Using facial recognition seems pretty seamless, think of your iPhone. Yet, a human face has actually been confused with a toaster, according to a facial recognition technology expert.

If a computer, which is thought to be highly reliable, will confuse a human face for a toaster, what might that mean for facial recognition accuracy when seeking out suspects of crimes? Possibly, not so reliable.

“Obviously, the technology has immense value in promoting societal interests such as efficiency and security but it also represents a threat to some of our individual interests, particularly privacy,” Nessa Lynch, associate professor of law at Victoria University of Wellington, New Zealand. Lynch and other experts are part of a research project that will be completed in mid-2020. The researchers presented some of their findings during a panel recently held at the university.

Some of the very first images used to test data were those of convicted felons in Florida. They had abused meth and had great cheekbones. But, that presented problems when using facial recognition on actual real folk without a meth habit.

The cheekbones are very different than the average person, which can happen when you eat food. Data from such a source was not useful when training a system to recognize normal people, said Rachel Dixon, Privacy and Data Protection Deputy Commissioner at the Office of the Victorian Information Commissioner in Australia.

Companies who sell the technology products often claim they are highly reliable, but Dixon said, often they are reliable because of the environments where they are used, which may be unvarying. And, the systems are tuned for these specific environments.

“…Picking you out walking randomly down the street can be quite challenging. There’s a whole bunch of environmental factors there that go to essentially reducing the confidence level,” Dixon said in a story published on Ideasroom. “None of this is absolute. There is no one-to-one match. And by perturbing an image even a small amount you can make the machine-learning system think the person is a toaster. I’m not joking.”

If a computer recognizes a face, for example, as person of interest in a crime, it is very hard to change that perception, even if it is wrong, because humans have a hard time believing a machine can make a mistake, especially if it has said it is the correct match, Dixon explained.

In the United States, a conservative estimate is that roughly a quarter of all the 18,000 law enforcement agencies have access to facial recognition systems, particularly for the use in investigations. Yet, Georgetown Law Professor Clare Garvie said there are no laws – at the state or federal level – governing its use.

Garvie, a senior associate at the center on privacy and technology at Georgetown said, “As a result, this technology has been implemented largely without transparency to the public, without rules around auditing or public reporting, without rules around who can be subject to a search. As a result, it is not just suspects of a criminal investigation that are the subject of searches. In many jurisdictions, witnesses, victims or anybody associated with a criminal investigation can also be the subject of a search.”

Because there is little reporting and auditing of the use of the technology, it’s unclear if agencies are checking to determine if it’s being misused or if it is actually a helpful and successful tool, Garvie said. Are law enforcement officials “catching the bad guys” or is the use of the technology a waste of money, which she said she suspects it is in some jurisdictions.

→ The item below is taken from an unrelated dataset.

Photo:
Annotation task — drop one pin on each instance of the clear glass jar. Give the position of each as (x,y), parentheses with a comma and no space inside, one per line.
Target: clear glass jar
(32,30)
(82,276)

Meanwhile, it may come as no surprise to some, those often caught in the crosshairs are from lower socio-economic status or marginalized populations.

In one instance, a person who was ranked 319th for being a likely match based on the algorithmic ranking, was the one police arrested. The police also failed to provide the ranking evidence to the defense lawyers.

In the United Kingdom, the technology has been used extensively and with mixed results by law enforcement and businesses in order to search for people on watch lists, according to Dr. Joe Purshouse from the School of Law at the University of East Anglia in the UK.

“The human rights implications for privacy, freedom of assembly – those are chilling, Purshouse said, adding the marginalized are caught in the middle such as, “Suspects of crime, people of lower socio-economic status who are forced to use public space and rely more heavily on public space than people who have economic advantages, perhaps.”